Sudo 1.6.5 released.
467) Visudo could access memory that was already freed.
468) If the skey.access file denied use of plaintext passwords sudo
would exit instead of allowing the user to enter an S/Key.
Sudo 1.6.5p1 released.
469) Older versions of BSDi have getifaddrs() but no freeifaddrs().
470) BSDi has a fake setreuid() as do certain versions of FreeBSD and
NetBSD.
471) Ignore the return value of pam_setcred(). In Linux-PAM 0.75,
pam_setcred() will return PAM_PERM_DENIED even if the setcred function
of the module succeeds when pam_authenticate() has not been called.

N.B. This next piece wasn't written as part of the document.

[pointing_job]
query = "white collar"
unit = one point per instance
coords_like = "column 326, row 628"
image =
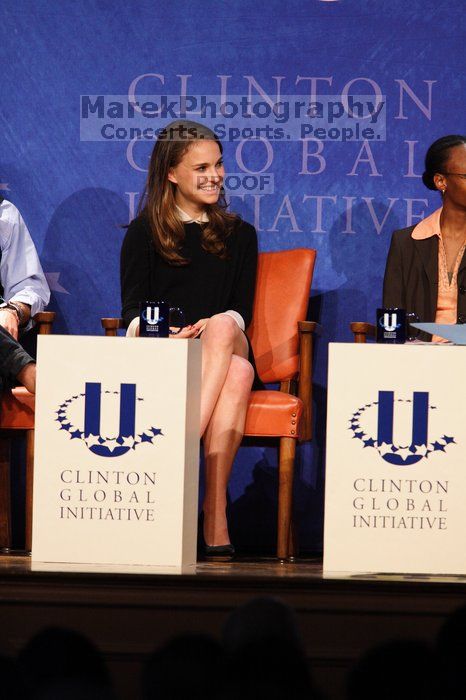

472) Avoid giving PAM a NULL password response, use the empty string
instead.
This avoids a log warning when the user hits ^C at the password prompt
when Linux-PAM is in use. This also prevents older versions of
Linux-PAM from dereferencing the NULL pointer.
473) The user's password was not zeroed after use when AIX
authentication,
BSD authentication, FWTK or PAM was in use.
Sudo 1.6.5p2 released.
474) Fixed compilation problem on HP-UX 9.x.